Sélectionné par la rédaction





Niccolò Castiglioni (1932‑1996) s’est longtemps résumé pour nous à un nom parmi d’autres, noyé dans la séquelle des seconds couteaux de Darmstadt – le coffret de quatre disques Col Legno « 50 ans de Nouvelle Musique à Darmstadt » comprenait Cansonante et Inizio di movimiento. On retenait surtout le pédagogue estimé, qui compta notamment Esa‑Pekka Salonen parmi ses élèves. Puis plusieurs disques, au premier rang desquels celui au fort rayonnement de Gianandrea Noseda et de l’Orchestre symphonique national danois (Chandos), nous invitèrent à réévaluer l’œuvre de ce créateur dont l’univers poétique, des plus singuliers, tient à autant à une prédilection pour les sonorités claires, cristallines, à mi‑chemin entre l’ironie et le divertissement, qu’à une passion très individuelles pour les textures aérées et transparentes (Alessandro Solbiati a observé que ses pièces ne « connaissent pas la clé de fa »).


Dans les écrits ici proposés, il est moins question de son œuvre que du regard que porte le musicographe, musicologue et compositeur Niccolò Castiglioni sur l’histoire de la musique, les principaux courants qui la balisent et certaines grandes figures qui la traversent. Ces écrits sont précédés d’un avant‑propos de Stefano Gervasoni, l’un de ses anciens élèves, et de deux études. La première est signée de Laurent Feneyrou, maître d’œuvre et traducteur de l’ouvrage. Son regard se concentre sur l’esthétique de Castiglioni, insistant sur son savoir très étendu – touchant autant à la musique qu’à la philosophie et aux mystiques du Moyen Age –, son amour inconditionnel de la nature, du froid (de là le sous‑titre du livre et les allusions fréquentes à Grieg), un « sens du paysage » aussi, qu’il partage avec Schubert (celui du Voyage d’hiver bien sûr), jusqu’aux titres de certains opus (Momenti musicali, Impromptus). La seconde étude, de facture plus musicologique, est signée d’Angelo Orcalli : un parcours de l’œuvre par le truchement des pièces les plus significatives, émaillé d’exemples musicaux, quarante pages denses et parfois abstruses au non‑initié, mais résumant bien la trajectoire du Milanais, des débuts fracassants à Darmstadt (remarquable pianiste, Castiglioni y défend au clavier ses propres partitions) à sa dernière manière où sérialisme et tonalité font bon ménage. On regrettera simplement que soit repris ici mot pour mot un document déjà disponible sur le site de l’Ircam (voir ici).

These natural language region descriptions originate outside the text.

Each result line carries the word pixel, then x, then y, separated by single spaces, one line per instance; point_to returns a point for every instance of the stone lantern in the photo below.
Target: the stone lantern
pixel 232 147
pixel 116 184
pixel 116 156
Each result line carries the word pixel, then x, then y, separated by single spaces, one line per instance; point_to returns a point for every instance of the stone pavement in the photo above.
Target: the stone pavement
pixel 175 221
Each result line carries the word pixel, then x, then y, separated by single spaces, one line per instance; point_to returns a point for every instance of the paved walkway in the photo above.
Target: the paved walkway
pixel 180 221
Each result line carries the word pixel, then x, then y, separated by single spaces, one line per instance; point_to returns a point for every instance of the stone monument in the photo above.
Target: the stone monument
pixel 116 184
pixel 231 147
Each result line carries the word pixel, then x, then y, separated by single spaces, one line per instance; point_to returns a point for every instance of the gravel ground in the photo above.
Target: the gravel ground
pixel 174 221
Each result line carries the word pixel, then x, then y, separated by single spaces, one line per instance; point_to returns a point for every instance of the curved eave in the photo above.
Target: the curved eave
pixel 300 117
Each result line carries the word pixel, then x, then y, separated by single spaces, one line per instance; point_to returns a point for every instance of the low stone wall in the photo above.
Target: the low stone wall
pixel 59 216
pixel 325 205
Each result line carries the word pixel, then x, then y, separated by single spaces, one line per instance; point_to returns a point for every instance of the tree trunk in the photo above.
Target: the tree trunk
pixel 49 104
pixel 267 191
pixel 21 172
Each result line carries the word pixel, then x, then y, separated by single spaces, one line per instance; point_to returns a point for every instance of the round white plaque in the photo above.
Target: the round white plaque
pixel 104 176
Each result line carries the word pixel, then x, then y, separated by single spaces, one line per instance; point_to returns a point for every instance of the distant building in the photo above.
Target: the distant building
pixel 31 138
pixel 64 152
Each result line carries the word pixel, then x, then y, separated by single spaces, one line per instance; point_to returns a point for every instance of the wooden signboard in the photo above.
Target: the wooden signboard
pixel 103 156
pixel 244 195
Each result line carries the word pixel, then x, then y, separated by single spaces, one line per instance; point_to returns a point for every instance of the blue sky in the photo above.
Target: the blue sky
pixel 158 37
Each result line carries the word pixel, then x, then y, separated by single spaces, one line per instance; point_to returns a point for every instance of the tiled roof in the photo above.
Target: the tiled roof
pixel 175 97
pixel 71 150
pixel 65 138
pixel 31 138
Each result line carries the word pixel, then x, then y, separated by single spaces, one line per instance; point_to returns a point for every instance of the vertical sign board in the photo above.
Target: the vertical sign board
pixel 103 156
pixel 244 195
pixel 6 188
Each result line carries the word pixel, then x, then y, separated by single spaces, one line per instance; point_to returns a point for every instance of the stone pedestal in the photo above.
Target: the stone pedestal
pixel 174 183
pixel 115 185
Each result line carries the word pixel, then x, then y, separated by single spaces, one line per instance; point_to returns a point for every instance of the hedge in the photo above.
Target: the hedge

Les textes retenus ont été publiés dans des périodiques italiens de premier plan ou sont des préfaces ou des chapitres d’ouvrage, auxquels font suite six brefs entretiens publiés dans des revues (pour la plupart italiennes). Castiglioni « étudie plus volontiers les marges, les bords, ces moments où le continuum se brise et où l’histoire se configure autrement », précise Laurent Feneyrou.


On veillera cependant à les contextualiser : la plupart de ces écrits datent des années 1956‑1970, c’est‑à‑dire avant le tournant stylistique opéré à la mi‑temps des années 1970. Si l’admiration pour Webern – qui eut le mérite inappréciable, aux côtés de Stravinsky, de conjurer tout expressionnisme et postromantisme caloriques – ne se tarira jamais, l’aspiration à un « continuel effort de purification » qu’il verse à son crédit n’est pas sans ambiguïté eu égard à la production ultérieure de Castiglioni, prodigue en citations, pastiches et autres stylèmes de la musique tonale d’époques diverses. A cet égard, il se rapprocherait davantage de l’impureté d’un Berg.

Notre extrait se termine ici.